A sonnet often cited as an example of Wyatt’s anti-Petrarchism is one for which no source has yet been found,”Farewell, Love, and all thy laws forever” (no. 31). As the first line indicates, the speaker has renounced love; he will replace it with the philosophy of Seneca and Plato and adopt a more Stoic attitude toward love. He decides to set no more store by such “trifles” and bids love “Go trouble younger hearts.” The rejection of love as a waste of one’s time and a sure means to suffer is complete in the couplet: “For hitherto though I have lost all my time, / Me lusteth no longer rotten boughs to climb.” A similar theme is sounded in another poem whose source is likewise unknown, ”There was never file half so well filed” (no. 32). Here the speaker intends to abandon the passion or “folly” of youthful love for the “reason” of maturity. Expressing regret for wasted time and wasted trust, the poem ends by claiming that one who deceives should not complain of being deceived in return but should receive the “reward” of “little trust forever.” Both these poems are more severely critical views of the artificiality and duplicity of courtly life than the one to be found in a translation such as “I find no peace and all my war is done”; and yet its juxtapositions of opposites may also indicate the underlying insecurity of that life.

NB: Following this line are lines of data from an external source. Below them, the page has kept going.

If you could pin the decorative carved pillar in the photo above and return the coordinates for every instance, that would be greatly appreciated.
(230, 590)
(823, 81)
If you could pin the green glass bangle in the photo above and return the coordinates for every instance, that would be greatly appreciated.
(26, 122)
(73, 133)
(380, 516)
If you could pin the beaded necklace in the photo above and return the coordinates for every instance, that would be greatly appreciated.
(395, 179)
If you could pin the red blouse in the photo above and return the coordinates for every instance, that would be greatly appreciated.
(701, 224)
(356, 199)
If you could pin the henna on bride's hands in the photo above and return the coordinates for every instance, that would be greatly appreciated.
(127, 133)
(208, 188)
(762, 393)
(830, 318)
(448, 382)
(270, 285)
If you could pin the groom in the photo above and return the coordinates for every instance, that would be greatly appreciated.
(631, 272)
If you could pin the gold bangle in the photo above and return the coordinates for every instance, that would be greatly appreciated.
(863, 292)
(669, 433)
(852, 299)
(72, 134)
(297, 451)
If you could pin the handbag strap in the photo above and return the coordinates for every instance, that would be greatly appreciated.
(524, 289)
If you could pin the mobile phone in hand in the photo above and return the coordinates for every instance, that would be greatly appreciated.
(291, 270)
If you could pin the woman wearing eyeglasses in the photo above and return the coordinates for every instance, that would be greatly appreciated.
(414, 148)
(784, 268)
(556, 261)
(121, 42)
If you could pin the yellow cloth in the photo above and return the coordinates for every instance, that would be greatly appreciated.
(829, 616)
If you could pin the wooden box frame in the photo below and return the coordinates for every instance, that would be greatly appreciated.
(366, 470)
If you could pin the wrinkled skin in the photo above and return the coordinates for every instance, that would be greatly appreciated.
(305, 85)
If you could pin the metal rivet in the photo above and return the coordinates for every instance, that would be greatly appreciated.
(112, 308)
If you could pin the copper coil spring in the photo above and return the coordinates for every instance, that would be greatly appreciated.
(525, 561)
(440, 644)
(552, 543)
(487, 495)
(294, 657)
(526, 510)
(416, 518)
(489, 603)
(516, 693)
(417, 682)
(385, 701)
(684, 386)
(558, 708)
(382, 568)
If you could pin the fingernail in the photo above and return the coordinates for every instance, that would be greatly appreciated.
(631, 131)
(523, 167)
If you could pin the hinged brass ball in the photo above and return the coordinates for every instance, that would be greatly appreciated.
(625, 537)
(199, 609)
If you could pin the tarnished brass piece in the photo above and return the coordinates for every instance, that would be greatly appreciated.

Some of Wyatt’s sourceless poems that are not sonnets, such as My lute, awake” (no. 109), also convey a markedly anti-Petrarchan attitude. The several copies of this eight-stanza song, including those in the Stark and Folger fragments of The Court of Venus, suggest the extent of its popularity. It begins with the standard lover’s complaint but then abandons the courtly love game and pronounces what amounts to a curse on the beloved:

 

     Vengeance shall fall on thy disdain

     That makest but game on earnest pain.

     Think not alone under the sun

     Unquit to cause thy lovers plain

     Although my lute and I have done.

 

     May chance thee lie withered and old

     The winter nights that are so cold,

     Plaining in vain unto the moon.

     Thy wishes then dare not be told

     Care then who list for I have done.

 

It is unclear whether the poem’s bitter tone is a projection by Wyatt or by the speaker; and although its message may be traditional, it is a stark reminder of the importance of youth in Henry’s court. These poems have an edge to them that jars with the very concept of courtly love poetry but that matches the tone of traditional court satire from other sources, including earlier English poets. This rejection or theme of lost beauty is carried to a misogynistic extreme in another of Wyatt’s better-known poems, “Ye old mule” (no. 7). Here the faded beauty is compared to a worn-out beast of burden: she can no longer choose her lovers but must buy what is available.

In these and later anti-Petrarchan poems in English, the lover’s pain is blamed on the beloved’s artifice, guile, deceit, dissembling, fickleness, and hard-heartedness; in Wyatt’s poems the lover’s constancy is repeatedly compared to the beloved’s lack of faith. In “Thou hast no faith of him that hath none” (no. 6), the lover, rather than begging for mercy or favor, is angered at having been betrayed:

 

     I thought thee true without exception.

     But I perceive I lacked discretion

     To fashion faith to words mutable:

     Thy thought is too light and variable.

     To change so oft without occasion,

     Thou hast no faith.

 

Many of Wyatt’s poems treat mutability as an undesirable characteristic for a lover, a servant, a patron, or a king; changefulness or betrayal is his common theme. It is not always clear, however, whether in these poems Wyatt speaks in his own voice or creates various personae. Some of the poems project a great deal of venom over personal and political events and seem to reveal an intelligent courtier struggling to define himself against a political structure he both criticizes and enjoys. Some scholars thus see Wyatt as a rebellious figure in a corrupt and corrupting system; others see him as hopelessly caught in that system and its dynastic concerns.